Complement-mediated granulocyte dysfunction in paroxysmal nocturnal hemoglobinuria

Abstract

Abstract In paroxysmal nocturnal hemoglobinuria (PNH), infection, both viral and bacterial, disproportionate to the mild neutropenia seen in many such patients is responsible for significant morbidity. We report impaired granulocyte chemotaxis efficiency which may contribute to the problems induced by bacterial infections. PNH (but not normal) granulocytes, after exposure to very small concentrations of activated serum complement components, migrate poorly, as documented by their inhibited chemotaxis toward bacterial products or activated complement components in Boyden chambers.
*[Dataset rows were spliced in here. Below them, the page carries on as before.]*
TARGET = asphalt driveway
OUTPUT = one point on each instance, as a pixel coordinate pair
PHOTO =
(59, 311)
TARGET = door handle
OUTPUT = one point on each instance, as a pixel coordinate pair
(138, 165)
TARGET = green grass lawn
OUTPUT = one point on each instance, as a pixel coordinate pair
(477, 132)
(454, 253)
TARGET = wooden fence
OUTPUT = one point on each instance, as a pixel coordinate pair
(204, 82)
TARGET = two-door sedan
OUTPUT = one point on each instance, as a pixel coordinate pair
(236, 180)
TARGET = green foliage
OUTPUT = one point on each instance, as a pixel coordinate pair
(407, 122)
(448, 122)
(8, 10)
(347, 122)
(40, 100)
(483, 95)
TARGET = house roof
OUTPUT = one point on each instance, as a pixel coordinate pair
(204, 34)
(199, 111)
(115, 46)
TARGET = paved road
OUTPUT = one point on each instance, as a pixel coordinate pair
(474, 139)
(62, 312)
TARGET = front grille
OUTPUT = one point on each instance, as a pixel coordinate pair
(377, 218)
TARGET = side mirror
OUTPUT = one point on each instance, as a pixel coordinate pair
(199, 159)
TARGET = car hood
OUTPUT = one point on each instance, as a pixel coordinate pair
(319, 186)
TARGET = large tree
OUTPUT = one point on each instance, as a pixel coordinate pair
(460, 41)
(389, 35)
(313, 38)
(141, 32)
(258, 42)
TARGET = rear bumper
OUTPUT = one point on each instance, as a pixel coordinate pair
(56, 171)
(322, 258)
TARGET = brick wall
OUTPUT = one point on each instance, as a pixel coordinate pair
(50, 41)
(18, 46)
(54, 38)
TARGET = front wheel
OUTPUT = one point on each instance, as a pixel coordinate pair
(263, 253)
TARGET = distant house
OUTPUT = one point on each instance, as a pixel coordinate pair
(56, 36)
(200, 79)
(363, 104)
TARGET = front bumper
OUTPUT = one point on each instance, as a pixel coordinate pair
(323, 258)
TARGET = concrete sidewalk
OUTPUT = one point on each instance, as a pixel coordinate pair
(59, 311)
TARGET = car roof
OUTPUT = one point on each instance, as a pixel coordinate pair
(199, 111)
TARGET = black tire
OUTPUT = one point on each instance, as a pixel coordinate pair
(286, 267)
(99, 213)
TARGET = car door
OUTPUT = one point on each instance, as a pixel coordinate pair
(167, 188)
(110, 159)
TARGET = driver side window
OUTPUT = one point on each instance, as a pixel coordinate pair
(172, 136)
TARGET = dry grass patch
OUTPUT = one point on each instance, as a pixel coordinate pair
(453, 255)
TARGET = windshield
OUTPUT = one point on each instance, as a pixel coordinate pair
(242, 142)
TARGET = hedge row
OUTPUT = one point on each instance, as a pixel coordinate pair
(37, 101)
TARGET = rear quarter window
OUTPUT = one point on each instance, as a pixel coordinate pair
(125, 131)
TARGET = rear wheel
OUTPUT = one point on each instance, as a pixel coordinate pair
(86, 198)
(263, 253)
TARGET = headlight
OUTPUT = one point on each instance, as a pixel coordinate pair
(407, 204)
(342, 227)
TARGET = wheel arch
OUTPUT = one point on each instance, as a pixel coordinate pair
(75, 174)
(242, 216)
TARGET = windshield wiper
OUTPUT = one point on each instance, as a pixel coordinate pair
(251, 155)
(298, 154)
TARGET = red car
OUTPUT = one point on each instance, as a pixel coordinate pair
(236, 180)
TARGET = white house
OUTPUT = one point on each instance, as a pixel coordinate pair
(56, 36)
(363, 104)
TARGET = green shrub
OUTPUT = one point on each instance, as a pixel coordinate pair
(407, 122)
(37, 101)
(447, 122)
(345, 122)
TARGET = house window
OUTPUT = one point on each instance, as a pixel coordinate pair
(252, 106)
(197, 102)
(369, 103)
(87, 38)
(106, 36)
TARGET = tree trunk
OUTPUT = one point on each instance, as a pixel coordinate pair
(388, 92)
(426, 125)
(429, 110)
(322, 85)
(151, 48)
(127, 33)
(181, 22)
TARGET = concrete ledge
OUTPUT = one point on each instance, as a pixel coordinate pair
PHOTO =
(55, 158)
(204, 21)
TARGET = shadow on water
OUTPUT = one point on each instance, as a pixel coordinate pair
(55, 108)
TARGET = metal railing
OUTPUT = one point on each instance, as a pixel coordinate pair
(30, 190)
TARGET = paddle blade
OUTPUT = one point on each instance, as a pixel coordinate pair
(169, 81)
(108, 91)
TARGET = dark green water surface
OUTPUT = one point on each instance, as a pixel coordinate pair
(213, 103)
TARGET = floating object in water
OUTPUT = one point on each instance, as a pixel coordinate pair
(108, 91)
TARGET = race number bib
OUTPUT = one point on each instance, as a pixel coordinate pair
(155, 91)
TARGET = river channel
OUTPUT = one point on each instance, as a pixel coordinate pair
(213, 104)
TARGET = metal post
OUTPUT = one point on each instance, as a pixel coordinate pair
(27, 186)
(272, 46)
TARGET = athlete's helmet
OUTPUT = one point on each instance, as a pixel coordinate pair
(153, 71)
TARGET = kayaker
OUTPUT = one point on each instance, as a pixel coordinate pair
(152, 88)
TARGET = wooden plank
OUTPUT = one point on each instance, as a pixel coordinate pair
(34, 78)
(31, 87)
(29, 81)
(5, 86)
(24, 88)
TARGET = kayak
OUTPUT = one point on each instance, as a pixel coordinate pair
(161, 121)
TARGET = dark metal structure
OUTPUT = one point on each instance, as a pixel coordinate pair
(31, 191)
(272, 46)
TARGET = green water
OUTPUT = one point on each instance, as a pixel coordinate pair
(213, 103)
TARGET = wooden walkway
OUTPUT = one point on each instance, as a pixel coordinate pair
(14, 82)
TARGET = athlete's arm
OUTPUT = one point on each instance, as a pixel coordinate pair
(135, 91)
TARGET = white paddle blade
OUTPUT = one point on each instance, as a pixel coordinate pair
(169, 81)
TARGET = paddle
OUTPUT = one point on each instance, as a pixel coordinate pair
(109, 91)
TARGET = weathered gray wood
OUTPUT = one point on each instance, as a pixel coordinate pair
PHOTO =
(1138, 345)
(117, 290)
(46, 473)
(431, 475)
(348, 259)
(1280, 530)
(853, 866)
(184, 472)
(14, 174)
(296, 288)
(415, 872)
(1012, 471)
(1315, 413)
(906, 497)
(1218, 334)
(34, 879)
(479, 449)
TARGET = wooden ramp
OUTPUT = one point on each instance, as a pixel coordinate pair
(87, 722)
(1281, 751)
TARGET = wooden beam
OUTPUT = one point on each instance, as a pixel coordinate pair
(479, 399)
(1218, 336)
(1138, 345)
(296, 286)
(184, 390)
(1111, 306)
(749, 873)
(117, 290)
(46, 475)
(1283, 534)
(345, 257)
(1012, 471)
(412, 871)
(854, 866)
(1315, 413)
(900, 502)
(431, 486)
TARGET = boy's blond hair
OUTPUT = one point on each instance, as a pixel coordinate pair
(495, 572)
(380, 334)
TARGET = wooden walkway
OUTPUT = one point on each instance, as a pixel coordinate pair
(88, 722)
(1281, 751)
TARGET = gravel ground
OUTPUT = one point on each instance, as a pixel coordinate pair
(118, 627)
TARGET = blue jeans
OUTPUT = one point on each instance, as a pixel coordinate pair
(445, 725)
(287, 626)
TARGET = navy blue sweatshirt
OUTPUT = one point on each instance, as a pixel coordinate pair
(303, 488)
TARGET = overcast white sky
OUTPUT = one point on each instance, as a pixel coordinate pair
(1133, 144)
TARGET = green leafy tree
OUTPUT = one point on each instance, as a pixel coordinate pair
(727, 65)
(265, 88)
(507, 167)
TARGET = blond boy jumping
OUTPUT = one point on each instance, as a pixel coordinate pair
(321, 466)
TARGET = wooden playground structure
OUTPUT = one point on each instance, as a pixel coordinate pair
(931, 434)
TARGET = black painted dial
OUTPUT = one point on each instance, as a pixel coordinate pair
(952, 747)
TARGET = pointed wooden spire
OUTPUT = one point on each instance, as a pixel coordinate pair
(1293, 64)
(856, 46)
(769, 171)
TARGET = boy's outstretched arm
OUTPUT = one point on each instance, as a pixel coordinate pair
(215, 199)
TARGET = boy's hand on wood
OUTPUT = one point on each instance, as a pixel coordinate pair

The granulocytes remain intact, excluding trypan blue, phagocytosing, and killing bacteria, despite this activated complement exposure. It is also suggested that this chemotactic defect may involve only a clone of cells, analogous to the clonal lysis of PNH erythrocytes; those few granulocytes capable of migration after exposure to activated complement contain normal quantities of leukocyte alkaline phosphatase (LAP), in contrast to the LAP deficiency of the overall PNH granulocyte population. Since bacterial infection may initiate or potentiate hemolysis, one of the major symptoms of the disease, these results could explain much of the morbidity of PNH.